June 08, 2022 by admin

At some point during your stint as a dog owner, you have probably noticed your dog moving in his sleep, twitching his legs or making noises. So do those movements mean that your dog is deeply involved in a naptime fantasy of chasing an enormous steak or scaring away an intruder? Do dogs really dream while they are sleeping?

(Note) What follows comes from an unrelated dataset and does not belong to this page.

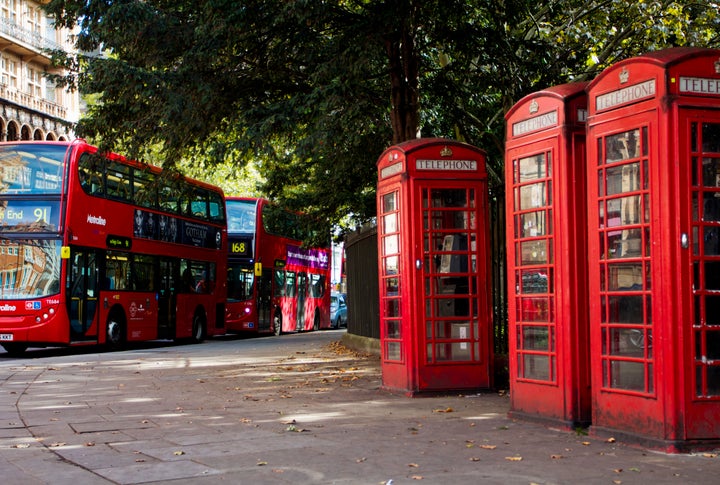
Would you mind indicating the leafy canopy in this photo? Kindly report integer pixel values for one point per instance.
(312, 91)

The Results of the Research

Scientists tend to agree with pet owners that dogs show evidence of dream behavior. Researchers conducted tests, measuring the brain wave patterns of dogs during sleep. They found that human and canine brain wave patterns are quite similar in sleep, with similar stages of electrical activity occurring in both species. The cyclical patterns of sleep seem to indicate the possibility of a dream state.

The Smarter Species

Believe it or not, animals much less intelligent than dogs appear to dream as well; for instance, scientists have observed dreamlike behavior in rats. Animals seem to have dreams about things that they do frequently. For example, the rats’ brains lit up during dreams in specific ways that correlated with the mazes they ran in the daytime. Since dogs have much more complex, intelligent brains, logic indicates that dog dreams are probably more similar to human dreams, involving more complex actions and experiences with which they are familiar.

Watching the Dream

Want to observe your dog’s dream state? You don’t need any fancy equipment. Simply note the time when your dog dozes off for a lengthy nap or a nighttime sleep. The deeper he sinks into sleep, the slower his breathing becomes. It takes around 20 minutes for a typical mid-sized dog to begin dreaming. When that happens, the breathing changes again, becoming shallower and less predictable. Peer at your dog’s eyelids, and you may see movement occurring behind them. This means that your pet is in REM (rapid eye movement) sleep, a phase of sleep that usually includes dreams.

Don’t Wake a Sleeping Dog

Next time you see your dog moving oddly during a nap or you hear growling while he is asleep, don’t be concerned. Your pet is simply experiencing a natural occurrence—a normal, healthy dream sequence. Let the dream run its course, and avoid waking the dog up during this natural sleep cycle. In some cases, dogs that are otherwise perfectly friendly may bite when they are woken straight out of REM sleep. It is a natural reaction to the shock of being pulled out of the dream into the real world. The dog is disoriented for a moment, and reacts in response to a perceived threat. If you have children in the home, teach them not to wake the dog from a nap.

When to Worry

If your pet’s breathing becomes too shallow or seems labored during sleep or at any other time of the day, contact your veterinarian. For sleep disorders and related behaviors, your vet and a local dog training expert in Singapore should be able to help. For the most part, however, you can relax and let your pet dream. Maybe you can even grab a nap along with him.